International investors who avoided UK assets in the aftermath of the Brexit referendum may be encouraged back to the market after the election result. While a stronger pound will hit earnings for multinationals earning their profits overseas, it should be positive for domestically-orientated companies.
However, it is important to keep the general election result in perspective, and prospects for investors are reliant on far more than Brexit alone.
The US presidential election is less than a year away and it remains to be seen whether Americans will continue to support President Trump’s brand of populism, while the US-China trade dispute drags on, and there is civil unrest in Hong Kong. However, in the run-up to the American election we would not be surprised to see the President focusing on strengthening the economy in the short term and coming to an agreement with China, which would give global trade a boost.

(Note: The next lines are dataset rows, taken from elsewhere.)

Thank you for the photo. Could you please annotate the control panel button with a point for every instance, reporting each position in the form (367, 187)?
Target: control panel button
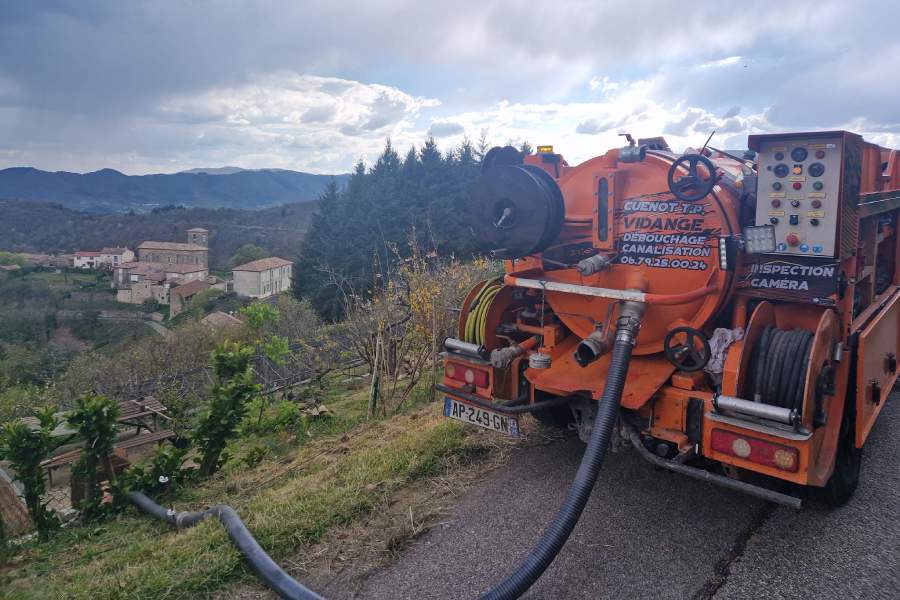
(816, 169)
(799, 154)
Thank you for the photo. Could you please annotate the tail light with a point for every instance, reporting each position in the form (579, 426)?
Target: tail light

Whatever happens over the coming months, both with regard to the future Brexit negotiations and wider global events, we are monitoring events carefully and will react accordingly.
Emma Mogford, portfolio manager of the BNY Mellon UK Income Fund
A decisive election result means we can move on from politics to policy. The size of the majority also gives the PM breathing space to decide on the shape of the UK’s future trading relationship with the EU and the rest of the world. There is a clear mandate to leave the EU, but with a comfortable majority Boris Johnson is not necessarily beholden to the European Research Group [of europsceptics].
With a Conservative majority, per its manifesto, current spending and tax revenues will each be about £3bn higher than previous budget forecasts. For gilts and sterling this means little change. A rally in equities and sterling is understandable given the removal of uncertainty. We might see a slight softening in the gilt market for the same reason. However, a conservative majority had already been priced in to the market so we don’t expect to see a large change in the short term.
2020 may be a different story, as the difficult negotiations on the future trading relationship with the EU begin. Until that is clear, business investment will likely remain on hold, and the next Budget is unlikely to bring significant fiscal stimulus.
The problem with the Conservative’s approach is that by ruling out any increases in the three main personal taxes, they have closed off one financing avenue if greater public spending is needed, such as for the NHS, or if pursuit of a clean break with the EU at the end of 2020 leads to further economic weakness. Extra borrowing would therefore be required to plug the gap, with the majority of it financed by additional gilt issuance.
Karen Ward, chief market strategist EMEA, JP Morgan Asset Management
Appetite for UK assets should improve materially in the coming days and weeks. For investors, perhaps the most significant news is that Jeremy Corbyn, the far-left leader of the Labour Party, will stand down. Sterling has already bounced and could go higher if the Bank of England remove their dovish rhetoric, as we suspect. Completing the Brexit process remains a herculean task that will take considerably longer than the eleven months currently planned, but in the near-term we are likely to see UK equities move higher alongside sterling.
John Husselbee, multi-asset team, Liontrust
An election that was all about Brexit has resulted in a significant victory for the Conservatives. The nation decided that “Get Brexit Done” was the priority for the next government and, given this mandate, I expect we will see Prime Minister Johnson act swiftly. This removes the near-term uncertainty and should give a much-needed boost to both corporate and consumer confidence. There is also the post-election pledge to spend on health and safety, which will further support a pickup in UK economic activity.
The initial market reaction will likely be a reversal of the moves since the EU Referendum: a stronger pound, a recovery in domestic industries and, considering the proposed fiscal spend, potentially higher Gilt yields. The relief rally may be short lived, however, as the PM and his cabinet start to negotiate a trade agreement, with the possibility of a hard Brexit still among the options.